Paris March ADR reached €438 at 88% occupancy. Fashion Week and a strong concert calendar drove record March performance in Paris, with CoStar data showing the city's hotel market operating near its ceiling on both price and volume simultaneously.

São Paulo Design Week lifted March occupancy 13% to 67.8%. ADR rose 7.4% to BRL871.48, with peak performance on March 11 coinciding with the event's core programming. Event-driven demand continues to separate strong performance months from baseline in Latin American city markets.

World Cup host cities are seeing double-digit flight booking growth.

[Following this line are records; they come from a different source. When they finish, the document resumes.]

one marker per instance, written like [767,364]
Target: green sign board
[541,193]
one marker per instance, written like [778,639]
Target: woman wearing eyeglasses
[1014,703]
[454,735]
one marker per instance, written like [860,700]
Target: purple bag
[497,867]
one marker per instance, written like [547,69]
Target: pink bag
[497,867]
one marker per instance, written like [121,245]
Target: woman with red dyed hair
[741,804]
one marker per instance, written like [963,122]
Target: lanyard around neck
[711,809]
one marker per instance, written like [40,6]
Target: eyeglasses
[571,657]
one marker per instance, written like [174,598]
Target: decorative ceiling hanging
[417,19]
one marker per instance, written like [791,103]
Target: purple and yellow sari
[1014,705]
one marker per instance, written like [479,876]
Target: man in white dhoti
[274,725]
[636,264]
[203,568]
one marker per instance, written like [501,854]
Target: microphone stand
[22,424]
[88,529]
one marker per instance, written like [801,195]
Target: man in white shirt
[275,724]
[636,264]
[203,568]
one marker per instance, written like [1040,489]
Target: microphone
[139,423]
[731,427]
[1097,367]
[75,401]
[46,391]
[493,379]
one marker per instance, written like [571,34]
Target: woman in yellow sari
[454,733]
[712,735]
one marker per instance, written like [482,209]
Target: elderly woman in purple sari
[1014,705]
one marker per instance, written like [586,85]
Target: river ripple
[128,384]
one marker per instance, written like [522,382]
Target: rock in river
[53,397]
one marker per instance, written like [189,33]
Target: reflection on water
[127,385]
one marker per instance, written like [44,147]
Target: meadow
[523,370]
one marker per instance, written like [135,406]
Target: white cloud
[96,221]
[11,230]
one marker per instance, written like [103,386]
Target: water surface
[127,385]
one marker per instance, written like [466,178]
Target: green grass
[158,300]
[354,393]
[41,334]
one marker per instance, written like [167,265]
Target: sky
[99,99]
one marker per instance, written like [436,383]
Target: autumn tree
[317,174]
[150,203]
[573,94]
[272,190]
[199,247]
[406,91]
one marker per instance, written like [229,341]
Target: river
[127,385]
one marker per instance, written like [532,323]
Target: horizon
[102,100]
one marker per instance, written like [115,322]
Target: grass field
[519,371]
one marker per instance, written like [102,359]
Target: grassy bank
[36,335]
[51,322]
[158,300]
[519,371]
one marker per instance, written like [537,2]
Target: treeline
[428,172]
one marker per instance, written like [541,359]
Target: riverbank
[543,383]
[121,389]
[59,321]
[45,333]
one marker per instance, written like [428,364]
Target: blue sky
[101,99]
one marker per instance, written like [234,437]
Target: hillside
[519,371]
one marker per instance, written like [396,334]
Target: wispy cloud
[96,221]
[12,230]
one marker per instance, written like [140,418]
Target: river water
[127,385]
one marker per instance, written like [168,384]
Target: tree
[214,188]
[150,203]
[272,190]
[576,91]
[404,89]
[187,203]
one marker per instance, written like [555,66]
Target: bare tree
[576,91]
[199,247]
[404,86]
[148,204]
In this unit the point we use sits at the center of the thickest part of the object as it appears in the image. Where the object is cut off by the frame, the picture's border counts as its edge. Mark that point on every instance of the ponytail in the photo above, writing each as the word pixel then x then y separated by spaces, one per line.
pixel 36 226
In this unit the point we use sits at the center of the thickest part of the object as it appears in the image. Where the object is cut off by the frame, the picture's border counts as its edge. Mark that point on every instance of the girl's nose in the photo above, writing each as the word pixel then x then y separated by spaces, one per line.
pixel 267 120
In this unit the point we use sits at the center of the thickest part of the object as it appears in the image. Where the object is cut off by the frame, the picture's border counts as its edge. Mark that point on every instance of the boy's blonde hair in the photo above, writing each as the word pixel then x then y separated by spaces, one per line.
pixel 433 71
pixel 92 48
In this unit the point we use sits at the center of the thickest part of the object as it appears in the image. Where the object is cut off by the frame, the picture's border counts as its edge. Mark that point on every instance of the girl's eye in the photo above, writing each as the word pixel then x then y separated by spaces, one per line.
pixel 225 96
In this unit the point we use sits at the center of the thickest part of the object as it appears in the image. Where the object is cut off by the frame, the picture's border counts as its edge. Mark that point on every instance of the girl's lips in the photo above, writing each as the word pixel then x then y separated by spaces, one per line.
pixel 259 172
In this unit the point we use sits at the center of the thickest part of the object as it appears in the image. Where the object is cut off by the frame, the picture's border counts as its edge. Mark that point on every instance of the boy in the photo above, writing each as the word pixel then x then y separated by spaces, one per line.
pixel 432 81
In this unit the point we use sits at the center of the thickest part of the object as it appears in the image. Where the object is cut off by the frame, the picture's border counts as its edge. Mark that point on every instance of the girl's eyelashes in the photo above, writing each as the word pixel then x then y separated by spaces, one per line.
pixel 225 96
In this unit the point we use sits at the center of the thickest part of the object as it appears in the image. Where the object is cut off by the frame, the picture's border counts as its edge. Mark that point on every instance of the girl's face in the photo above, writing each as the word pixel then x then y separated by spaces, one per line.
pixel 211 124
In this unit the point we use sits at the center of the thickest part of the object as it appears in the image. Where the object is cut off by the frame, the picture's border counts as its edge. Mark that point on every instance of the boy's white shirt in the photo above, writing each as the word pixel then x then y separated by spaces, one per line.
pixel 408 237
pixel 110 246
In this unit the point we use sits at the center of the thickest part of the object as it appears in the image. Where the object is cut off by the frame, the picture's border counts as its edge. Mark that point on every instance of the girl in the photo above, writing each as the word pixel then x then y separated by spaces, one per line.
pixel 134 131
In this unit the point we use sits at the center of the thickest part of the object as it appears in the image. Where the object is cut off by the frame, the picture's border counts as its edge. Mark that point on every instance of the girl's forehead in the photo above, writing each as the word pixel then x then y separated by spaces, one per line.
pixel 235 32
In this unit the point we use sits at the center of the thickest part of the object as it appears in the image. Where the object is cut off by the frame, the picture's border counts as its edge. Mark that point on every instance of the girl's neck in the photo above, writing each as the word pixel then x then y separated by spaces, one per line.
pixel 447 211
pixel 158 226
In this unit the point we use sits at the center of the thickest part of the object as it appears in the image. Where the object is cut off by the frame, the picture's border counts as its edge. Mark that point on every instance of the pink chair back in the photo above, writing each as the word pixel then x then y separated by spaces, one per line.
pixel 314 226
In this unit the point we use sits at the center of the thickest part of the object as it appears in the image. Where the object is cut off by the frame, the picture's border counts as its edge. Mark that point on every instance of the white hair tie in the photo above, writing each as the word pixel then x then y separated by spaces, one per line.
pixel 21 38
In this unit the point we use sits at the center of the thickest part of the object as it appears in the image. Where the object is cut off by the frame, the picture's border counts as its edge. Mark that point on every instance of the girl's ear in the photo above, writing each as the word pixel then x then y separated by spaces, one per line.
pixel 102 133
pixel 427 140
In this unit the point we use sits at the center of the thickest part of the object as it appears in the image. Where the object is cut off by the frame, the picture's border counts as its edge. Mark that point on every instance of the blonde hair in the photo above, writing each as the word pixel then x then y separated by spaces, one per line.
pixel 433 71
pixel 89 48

RateGain launched a free dashboard tracking flight and hotel bookings across FIFA World Cup 2026 host cities, with the current data already showing double-digit growth in flight bookings in the majority of markets, months before the tournament begins.

People

Autumn Griffith was appointed General Manager at Davidson Hospitality Group. Senior appointments were light across the day.

Properties

Jumeirah Burj Al Arab announced a phased restoration programme to preserve the landmark property's legacy. Hilton signed Paradise Breeze Nassau, Curio Collection by Hilton, expanding its Caribbean presence. The Langham Group announced The Langham Jinan, bringing luxury to Shandong's capital in the historic Honglou neighbourhood. IHG signed Kimpton Kota Kinabalu, adding a beachfront Malaysia property to the brand's Asia-Pacific footprint.